The Pro Controller will retail at $70, which further reminds me how tired I am to pay stupidly high prices for controllers. The price point will hurt Switch’s sales, and with what looks like a Mushroom Kingdom-less 3D Mario, the Switch has few things going against it already.

I did expect to see more gameplay footage rather than promotional trailers, but I guess that was a foolhardy wish. 1-2-Switch is no WiiSports and won’t drive system sales. It probably works the best as a tech demo of sorts and a party game for some, but overall there will be no large interest in it. Arms won’t fare any better, but I hope it’ll have better controls than most of Wii’s boxing games. The logo’s also too industrial, something that would fit on a DeWalt drill. It needs to be punched up a bit. Splatoon has its fans, but a system seller it is not, and the sequel really doesn’t seem to change things around one bit.
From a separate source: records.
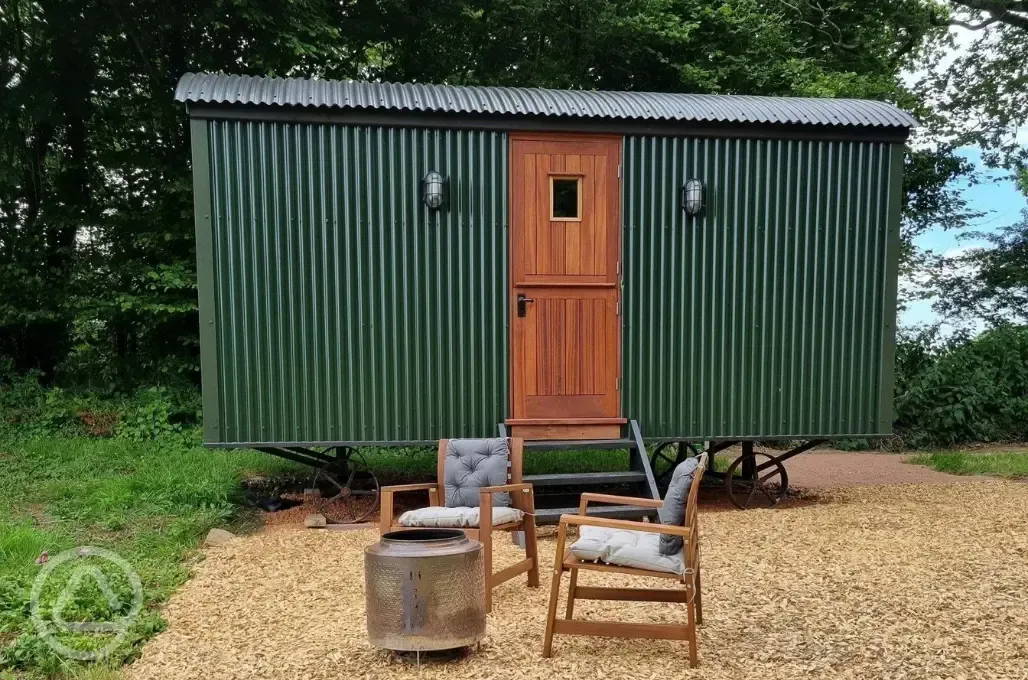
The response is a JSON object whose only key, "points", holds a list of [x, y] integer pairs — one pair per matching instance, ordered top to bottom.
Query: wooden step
{"points": [[579, 444], [591, 478], [552, 515]]}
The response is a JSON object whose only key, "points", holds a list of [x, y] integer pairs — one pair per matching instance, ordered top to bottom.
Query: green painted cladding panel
{"points": [[344, 309], [772, 314]]}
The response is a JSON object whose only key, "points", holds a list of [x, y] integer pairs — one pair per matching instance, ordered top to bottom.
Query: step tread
{"points": [[577, 444], [572, 478]]}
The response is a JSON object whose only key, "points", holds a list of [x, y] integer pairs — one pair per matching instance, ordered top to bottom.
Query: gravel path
{"points": [[823, 469], [900, 581]]}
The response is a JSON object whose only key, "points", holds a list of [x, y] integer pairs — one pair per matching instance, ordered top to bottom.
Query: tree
{"points": [[982, 96], [97, 269], [989, 283]]}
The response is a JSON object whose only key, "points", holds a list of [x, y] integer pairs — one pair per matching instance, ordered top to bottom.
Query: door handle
{"points": [[521, 300]]}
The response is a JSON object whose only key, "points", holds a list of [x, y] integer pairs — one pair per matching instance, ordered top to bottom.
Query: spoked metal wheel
{"points": [[666, 457], [347, 478], [766, 489]]}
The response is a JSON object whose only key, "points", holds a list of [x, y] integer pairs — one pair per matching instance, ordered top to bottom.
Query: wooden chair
{"points": [[522, 498], [690, 595]]}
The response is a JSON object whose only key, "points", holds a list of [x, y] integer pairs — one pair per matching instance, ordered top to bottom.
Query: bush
{"points": [[973, 391], [167, 415]]}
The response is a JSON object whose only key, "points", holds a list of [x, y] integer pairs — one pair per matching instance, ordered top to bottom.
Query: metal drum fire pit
{"points": [[425, 591]]}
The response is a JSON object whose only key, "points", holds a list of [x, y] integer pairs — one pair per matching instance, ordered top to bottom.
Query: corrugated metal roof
{"points": [[222, 88]]}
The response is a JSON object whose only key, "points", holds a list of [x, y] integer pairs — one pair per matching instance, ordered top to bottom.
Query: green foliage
{"points": [[981, 88], [97, 255], [988, 283], [974, 391], [1006, 464], [150, 504]]}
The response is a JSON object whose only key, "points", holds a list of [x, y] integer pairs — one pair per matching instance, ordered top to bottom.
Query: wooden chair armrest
{"points": [[420, 487], [507, 488], [386, 500], [525, 500], [622, 500], [648, 527]]}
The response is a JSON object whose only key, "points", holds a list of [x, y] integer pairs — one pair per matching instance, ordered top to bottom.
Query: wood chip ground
{"points": [[903, 581]]}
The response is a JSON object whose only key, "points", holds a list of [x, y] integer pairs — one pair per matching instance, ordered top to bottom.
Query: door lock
{"points": [[521, 300]]}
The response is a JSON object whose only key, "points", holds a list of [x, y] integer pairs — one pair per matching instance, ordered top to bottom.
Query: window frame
{"points": [[578, 194]]}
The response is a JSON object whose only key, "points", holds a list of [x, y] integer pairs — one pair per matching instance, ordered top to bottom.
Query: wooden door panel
{"points": [[565, 351]]}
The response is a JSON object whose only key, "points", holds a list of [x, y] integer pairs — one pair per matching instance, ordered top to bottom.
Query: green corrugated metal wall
{"points": [[343, 309], [773, 313]]}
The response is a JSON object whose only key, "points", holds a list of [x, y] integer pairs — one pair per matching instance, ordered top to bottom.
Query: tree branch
{"points": [[1008, 12], [974, 27]]}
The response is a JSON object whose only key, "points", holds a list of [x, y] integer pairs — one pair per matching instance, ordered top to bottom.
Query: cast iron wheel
{"points": [[669, 459], [349, 478], [767, 490]]}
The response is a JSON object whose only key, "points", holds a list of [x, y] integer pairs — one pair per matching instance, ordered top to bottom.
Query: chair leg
{"points": [[386, 511], [485, 538], [530, 544], [558, 569], [571, 595], [698, 596], [691, 632]]}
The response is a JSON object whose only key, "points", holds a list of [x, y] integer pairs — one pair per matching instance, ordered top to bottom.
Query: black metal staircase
{"points": [[557, 494]]}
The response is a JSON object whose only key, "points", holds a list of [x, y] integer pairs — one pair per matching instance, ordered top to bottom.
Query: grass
{"points": [[1013, 464], [395, 465], [151, 504]]}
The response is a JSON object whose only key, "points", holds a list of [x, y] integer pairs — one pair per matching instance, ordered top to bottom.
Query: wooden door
{"points": [[565, 244]]}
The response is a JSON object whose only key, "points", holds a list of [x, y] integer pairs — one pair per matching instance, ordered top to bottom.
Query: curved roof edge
{"points": [[221, 88]]}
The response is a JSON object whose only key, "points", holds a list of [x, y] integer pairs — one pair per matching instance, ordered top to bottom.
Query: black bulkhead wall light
{"points": [[434, 190], [692, 197]]}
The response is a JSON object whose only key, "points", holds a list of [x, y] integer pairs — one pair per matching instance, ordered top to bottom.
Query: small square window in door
{"points": [[565, 199]]}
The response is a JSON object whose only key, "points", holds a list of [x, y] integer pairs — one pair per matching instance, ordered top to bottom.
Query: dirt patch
{"points": [[825, 469], [912, 581]]}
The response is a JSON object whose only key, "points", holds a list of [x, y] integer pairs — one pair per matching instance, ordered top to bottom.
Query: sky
{"points": [[995, 194], [997, 197]]}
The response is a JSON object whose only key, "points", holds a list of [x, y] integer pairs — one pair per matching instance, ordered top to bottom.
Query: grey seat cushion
{"points": [[471, 464], [673, 510], [456, 516], [625, 548]]}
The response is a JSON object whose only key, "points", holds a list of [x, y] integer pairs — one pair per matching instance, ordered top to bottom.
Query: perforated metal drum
{"points": [[425, 591]]}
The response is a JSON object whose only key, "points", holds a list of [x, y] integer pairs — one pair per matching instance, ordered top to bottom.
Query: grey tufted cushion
{"points": [[471, 464], [673, 511]]}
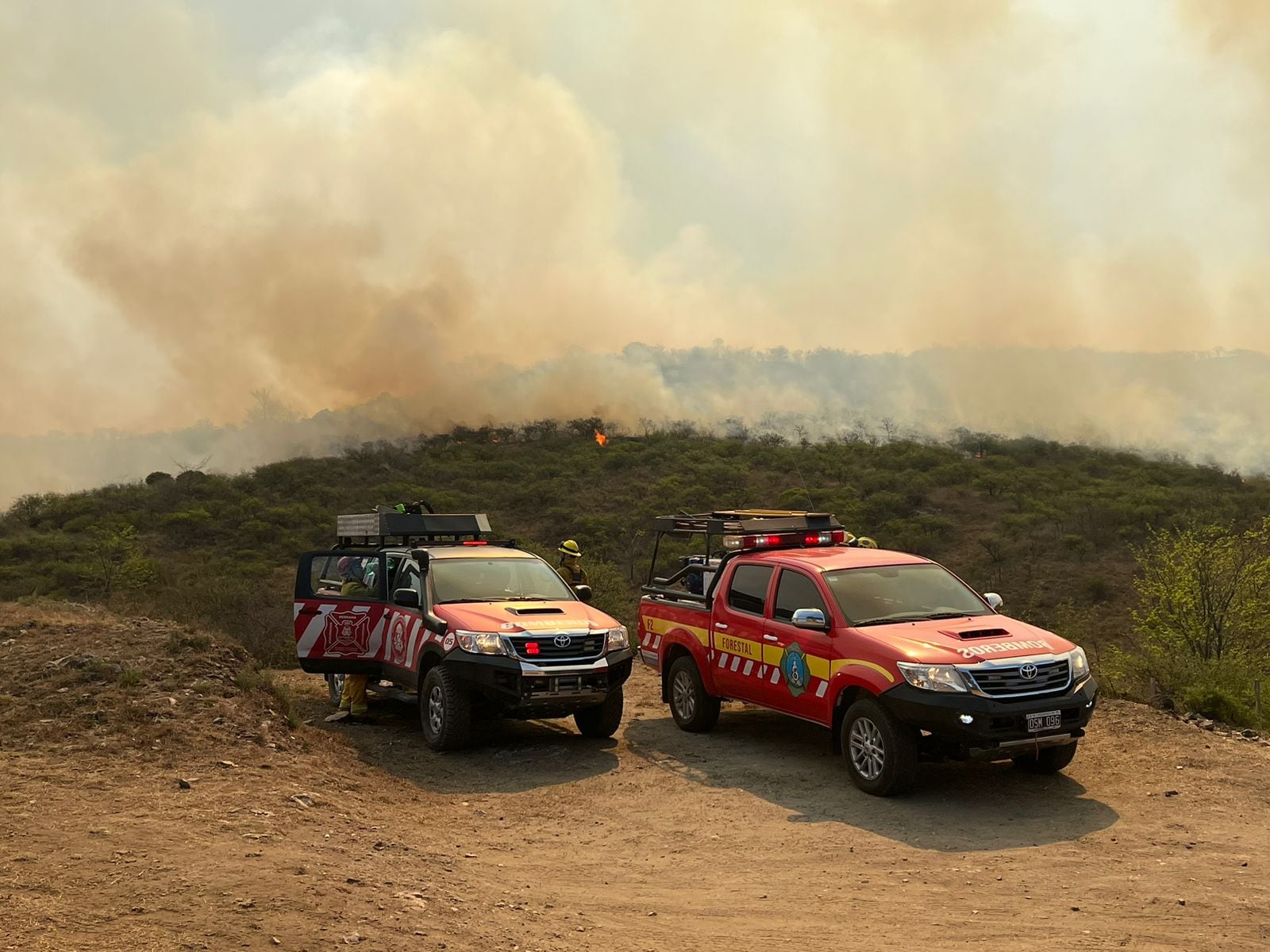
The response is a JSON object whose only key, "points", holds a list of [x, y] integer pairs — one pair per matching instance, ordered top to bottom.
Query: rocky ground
{"points": [[160, 797]]}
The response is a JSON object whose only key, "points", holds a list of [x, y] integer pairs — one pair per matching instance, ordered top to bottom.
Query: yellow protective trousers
{"points": [[352, 698]]}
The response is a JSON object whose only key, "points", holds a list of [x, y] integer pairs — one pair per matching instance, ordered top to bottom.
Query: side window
{"points": [[355, 575], [410, 579], [749, 588], [793, 592]]}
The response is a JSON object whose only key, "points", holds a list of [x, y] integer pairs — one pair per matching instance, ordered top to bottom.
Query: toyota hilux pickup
{"points": [[435, 611], [891, 651]]}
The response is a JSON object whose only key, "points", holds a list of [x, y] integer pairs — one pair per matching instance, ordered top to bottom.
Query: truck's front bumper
{"points": [[526, 689], [996, 729]]}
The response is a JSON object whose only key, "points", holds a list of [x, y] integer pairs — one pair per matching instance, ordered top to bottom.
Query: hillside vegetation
{"points": [[1051, 527]]}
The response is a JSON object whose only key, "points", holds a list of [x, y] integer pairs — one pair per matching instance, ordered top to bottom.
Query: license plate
{"points": [[1045, 721]]}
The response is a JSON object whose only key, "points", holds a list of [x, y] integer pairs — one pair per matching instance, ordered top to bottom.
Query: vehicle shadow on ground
{"points": [[505, 757], [956, 808]]}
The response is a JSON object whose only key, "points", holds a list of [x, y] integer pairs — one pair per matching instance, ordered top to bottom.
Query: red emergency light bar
{"points": [[835, 537]]}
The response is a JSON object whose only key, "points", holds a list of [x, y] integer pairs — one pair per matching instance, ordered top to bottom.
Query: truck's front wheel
{"points": [[692, 708], [444, 710], [603, 719], [880, 750]]}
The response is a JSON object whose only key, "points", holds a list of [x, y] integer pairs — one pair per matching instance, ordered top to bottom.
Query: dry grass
{"points": [[79, 678]]}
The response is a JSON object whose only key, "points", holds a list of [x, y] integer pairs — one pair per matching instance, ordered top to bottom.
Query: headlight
{"points": [[618, 639], [482, 643], [1080, 664], [933, 677]]}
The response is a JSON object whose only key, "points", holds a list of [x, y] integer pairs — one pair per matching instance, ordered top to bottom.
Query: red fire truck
{"points": [[435, 611], [891, 651]]}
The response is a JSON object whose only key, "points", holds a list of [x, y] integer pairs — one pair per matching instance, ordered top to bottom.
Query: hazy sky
{"points": [[337, 200]]}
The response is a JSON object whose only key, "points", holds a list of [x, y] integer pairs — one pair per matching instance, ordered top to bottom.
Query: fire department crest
{"points": [[399, 628], [347, 632], [794, 668]]}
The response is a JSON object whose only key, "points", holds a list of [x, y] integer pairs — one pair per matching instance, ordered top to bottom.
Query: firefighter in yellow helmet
{"points": [[571, 564], [356, 584]]}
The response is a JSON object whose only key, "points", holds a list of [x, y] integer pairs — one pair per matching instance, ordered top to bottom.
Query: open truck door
{"points": [[341, 611]]}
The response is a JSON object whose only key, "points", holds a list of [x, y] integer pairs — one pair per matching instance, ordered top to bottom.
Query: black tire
{"points": [[336, 687], [692, 708], [444, 710], [601, 720], [880, 749], [1047, 759]]}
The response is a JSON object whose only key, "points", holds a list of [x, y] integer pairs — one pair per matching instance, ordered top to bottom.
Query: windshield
{"points": [[495, 581], [902, 593]]}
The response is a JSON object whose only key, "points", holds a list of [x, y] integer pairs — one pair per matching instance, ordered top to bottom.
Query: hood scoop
{"points": [[977, 634]]}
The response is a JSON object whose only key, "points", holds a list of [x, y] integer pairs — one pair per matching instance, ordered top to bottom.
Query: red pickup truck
{"points": [[437, 612], [893, 653]]}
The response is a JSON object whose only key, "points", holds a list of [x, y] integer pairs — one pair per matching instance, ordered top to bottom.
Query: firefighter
{"points": [[571, 564], [352, 698]]}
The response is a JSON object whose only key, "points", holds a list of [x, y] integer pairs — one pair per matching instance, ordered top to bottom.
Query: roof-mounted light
{"points": [[736, 543]]}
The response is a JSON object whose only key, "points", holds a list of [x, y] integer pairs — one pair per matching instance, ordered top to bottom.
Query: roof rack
{"points": [[736, 522], [389, 526]]}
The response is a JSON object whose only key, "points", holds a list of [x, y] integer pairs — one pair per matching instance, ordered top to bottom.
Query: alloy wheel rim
{"points": [[685, 697], [436, 711], [868, 752]]}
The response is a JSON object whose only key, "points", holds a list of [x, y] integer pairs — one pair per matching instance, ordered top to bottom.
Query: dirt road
{"points": [[539, 839]]}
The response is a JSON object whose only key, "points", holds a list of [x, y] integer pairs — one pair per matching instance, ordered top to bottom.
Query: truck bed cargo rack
{"points": [[738, 522], [717, 524], [393, 527]]}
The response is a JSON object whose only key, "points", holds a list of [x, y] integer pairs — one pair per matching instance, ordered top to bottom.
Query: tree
{"points": [[117, 562], [1206, 592]]}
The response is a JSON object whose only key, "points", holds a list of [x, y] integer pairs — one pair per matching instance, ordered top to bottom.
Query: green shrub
{"points": [[129, 678], [1218, 704]]}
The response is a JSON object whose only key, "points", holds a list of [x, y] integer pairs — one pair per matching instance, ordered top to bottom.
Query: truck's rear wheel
{"points": [[336, 687], [692, 708], [444, 710], [601, 720], [880, 750], [1047, 759]]}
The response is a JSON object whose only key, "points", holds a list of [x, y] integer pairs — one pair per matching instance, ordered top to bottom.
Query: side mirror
{"points": [[810, 619]]}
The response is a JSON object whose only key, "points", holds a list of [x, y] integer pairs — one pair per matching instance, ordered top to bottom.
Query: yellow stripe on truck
{"points": [[664, 626], [738, 647]]}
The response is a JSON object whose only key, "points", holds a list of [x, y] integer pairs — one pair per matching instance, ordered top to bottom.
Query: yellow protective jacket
{"points": [[573, 574]]}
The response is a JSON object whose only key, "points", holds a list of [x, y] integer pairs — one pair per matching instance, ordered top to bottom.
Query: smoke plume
{"points": [[474, 209]]}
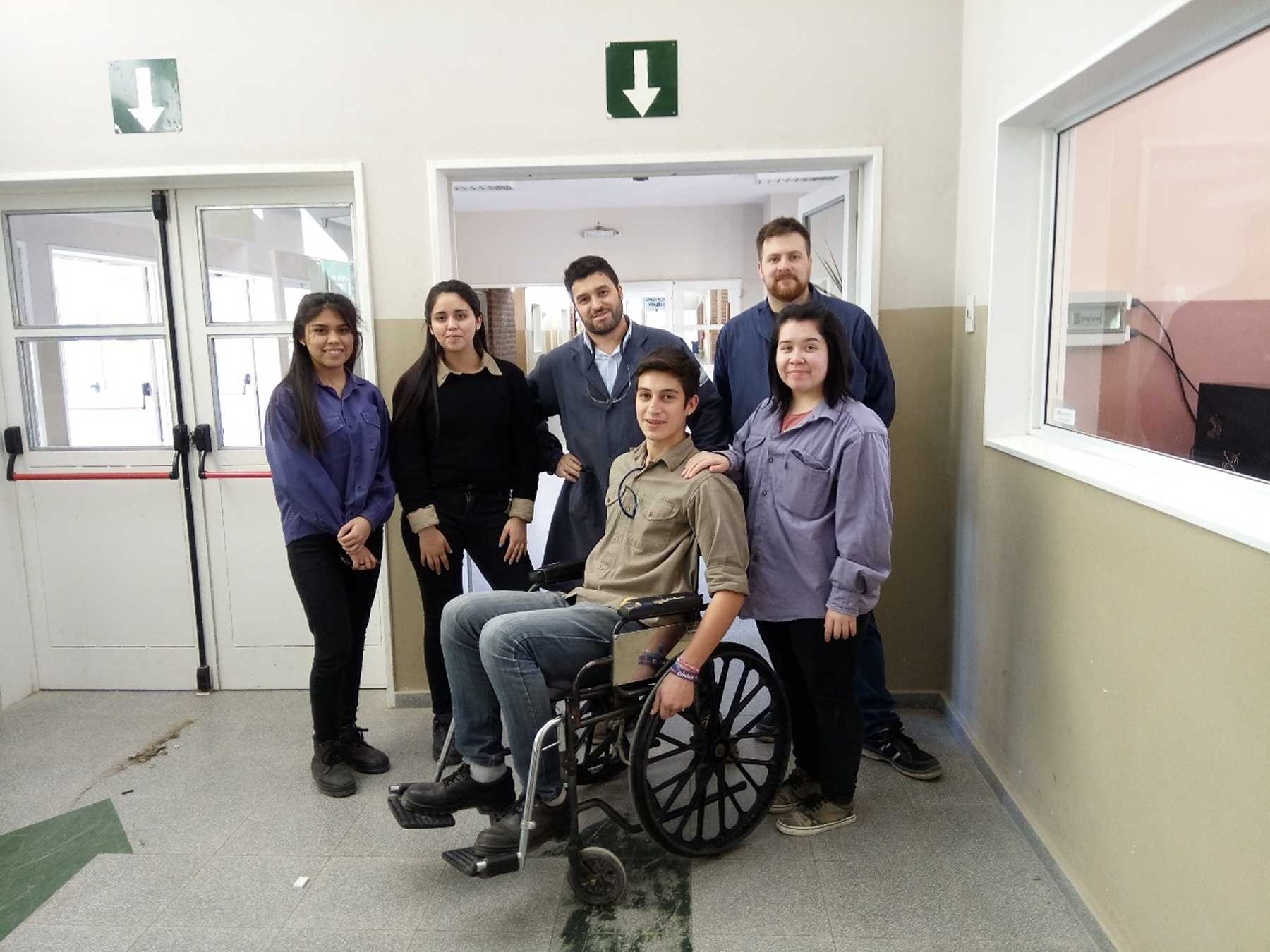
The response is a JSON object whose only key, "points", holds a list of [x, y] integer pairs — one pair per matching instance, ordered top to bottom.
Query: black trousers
{"points": [[471, 520], [338, 606], [825, 717]]}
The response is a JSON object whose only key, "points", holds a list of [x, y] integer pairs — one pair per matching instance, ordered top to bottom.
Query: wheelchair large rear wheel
{"points": [[701, 782]]}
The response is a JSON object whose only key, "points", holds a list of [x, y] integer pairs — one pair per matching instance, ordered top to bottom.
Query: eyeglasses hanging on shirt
{"points": [[620, 387]]}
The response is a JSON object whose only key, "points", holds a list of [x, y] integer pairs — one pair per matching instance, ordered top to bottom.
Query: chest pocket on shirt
{"points": [[371, 425], [806, 489], [655, 526]]}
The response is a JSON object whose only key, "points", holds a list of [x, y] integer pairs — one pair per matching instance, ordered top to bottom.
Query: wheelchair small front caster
{"points": [[598, 877]]}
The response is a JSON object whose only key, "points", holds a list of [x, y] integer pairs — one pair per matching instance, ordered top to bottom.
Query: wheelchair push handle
{"points": [[558, 571]]}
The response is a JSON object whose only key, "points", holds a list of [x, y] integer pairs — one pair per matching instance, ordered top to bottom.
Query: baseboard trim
{"points": [[413, 698], [1082, 912]]}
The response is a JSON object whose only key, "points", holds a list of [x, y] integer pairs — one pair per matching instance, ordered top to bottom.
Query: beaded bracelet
{"points": [[685, 671]]}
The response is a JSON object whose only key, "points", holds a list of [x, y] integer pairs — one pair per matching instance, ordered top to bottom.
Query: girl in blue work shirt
{"points": [[325, 437], [814, 468]]}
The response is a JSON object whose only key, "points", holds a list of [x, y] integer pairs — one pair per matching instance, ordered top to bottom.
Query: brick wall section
{"points": [[501, 323]]}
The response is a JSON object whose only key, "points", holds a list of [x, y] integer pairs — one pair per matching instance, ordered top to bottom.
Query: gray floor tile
{"points": [[182, 823], [298, 824], [119, 889], [243, 891], [371, 893], [908, 896], [733, 899], [514, 903], [30, 937], [202, 939], [339, 941], [427, 941], [762, 944]]}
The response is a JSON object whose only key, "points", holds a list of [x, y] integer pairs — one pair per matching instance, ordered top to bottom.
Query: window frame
{"points": [[1022, 279]]}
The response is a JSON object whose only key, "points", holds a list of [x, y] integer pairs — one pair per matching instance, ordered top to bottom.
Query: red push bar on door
{"points": [[203, 444], [14, 448]]}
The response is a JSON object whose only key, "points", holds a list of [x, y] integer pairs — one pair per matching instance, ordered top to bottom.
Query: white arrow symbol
{"points": [[643, 95], [146, 112]]}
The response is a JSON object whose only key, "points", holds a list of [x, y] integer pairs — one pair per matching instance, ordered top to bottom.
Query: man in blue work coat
{"points": [[741, 374], [587, 382]]}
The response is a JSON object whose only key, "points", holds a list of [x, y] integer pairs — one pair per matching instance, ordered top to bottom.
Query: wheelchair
{"points": [[700, 782]]}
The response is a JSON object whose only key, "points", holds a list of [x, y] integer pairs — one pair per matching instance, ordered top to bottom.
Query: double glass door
{"points": [[108, 348]]}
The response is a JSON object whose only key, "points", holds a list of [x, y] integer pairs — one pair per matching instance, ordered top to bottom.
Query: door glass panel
{"points": [[260, 262], [827, 266], [84, 268], [246, 372], [97, 393]]}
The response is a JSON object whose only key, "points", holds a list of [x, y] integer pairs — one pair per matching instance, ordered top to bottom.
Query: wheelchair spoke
{"points": [[741, 687], [742, 704], [746, 774], [684, 781]]}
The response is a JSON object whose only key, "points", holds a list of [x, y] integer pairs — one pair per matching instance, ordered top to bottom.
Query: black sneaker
{"points": [[765, 728], [438, 740], [902, 753], [358, 755], [330, 772], [459, 791], [504, 834]]}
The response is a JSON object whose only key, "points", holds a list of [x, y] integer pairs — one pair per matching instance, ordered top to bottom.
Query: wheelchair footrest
{"points": [[414, 820], [466, 862]]}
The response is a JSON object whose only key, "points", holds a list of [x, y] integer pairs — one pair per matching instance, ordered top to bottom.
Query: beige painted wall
{"points": [[1109, 661]]}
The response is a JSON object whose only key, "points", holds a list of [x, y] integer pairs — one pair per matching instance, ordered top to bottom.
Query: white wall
{"points": [[397, 84], [655, 244]]}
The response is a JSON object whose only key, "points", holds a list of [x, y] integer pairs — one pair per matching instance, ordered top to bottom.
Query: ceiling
{"points": [[538, 195]]}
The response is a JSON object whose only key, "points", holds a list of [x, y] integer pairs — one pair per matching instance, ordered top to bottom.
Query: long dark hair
{"points": [[301, 377], [837, 379], [418, 385]]}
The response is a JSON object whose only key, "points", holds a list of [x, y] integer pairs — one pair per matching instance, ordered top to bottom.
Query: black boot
{"points": [[438, 740], [358, 755], [330, 772], [459, 791], [504, 837]]}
Super Mario Odyssey is a surprise in that it reminds more Sonic Adventure than previous Mario titles. There is nothing special about 3D Mario, and moving to the “real world” instead of expanding on Mushroom Kingdom is a mistep. Now if they could put the same amount of effort and money into 2D Mario games, things would be great. 3D Mario hasn’t really driven high sales with Nintendo’s past consoles, and with the changes Odyssey has to the world, it’s doubtful this will drive sales either.

Xenoblade 2 looks nice and all, but I doubt it will be a huge hit either. Fire Emblem Musou will stay a niche title still. Only Japan cares about Dragon Quest, there are numerous reasons why Final Fantasy has always been more popular. Shin Megami Tensei‘s 25th anniversary title hopefully visits the roots of the franchise a bit more and hopefully gets a fully uncensored release in the West. Let’s be honest, RPGs is what Switch needs, which is why something like Skyrim will probably see at least decent sales. Project Octopath Traveller left people largely cold as it showed jack shit.

It was fun to see Suda-51, Sega’s and EA’s representatives come to the stage and mention they know the Switch exists and intend to develop for it. Props to EA’s interpreter. Europe loves FIFA, so this bit felt more fanservice towards soccer fans than anything else.

Despite the lineup we saw towards the end of the event, we didn’t get launch lineup, but we got confirmation for numerous titles, including a Street Fighter II (now confirmed as Ultra Street Fighter II: The Final Challengers) and a new Bomberman. Goddamit, a Bomberman title on launch? Sign me in. The Legend of Zelda: Breath of the Wild goes for the epic, and it still needs to convince me that it’s more than what the trailer show (i.e. less plot and more adventure content to play with lesser emphasize on puzzles.) However, between it and Super Mario Odyssey, it’s BotW that has the edge.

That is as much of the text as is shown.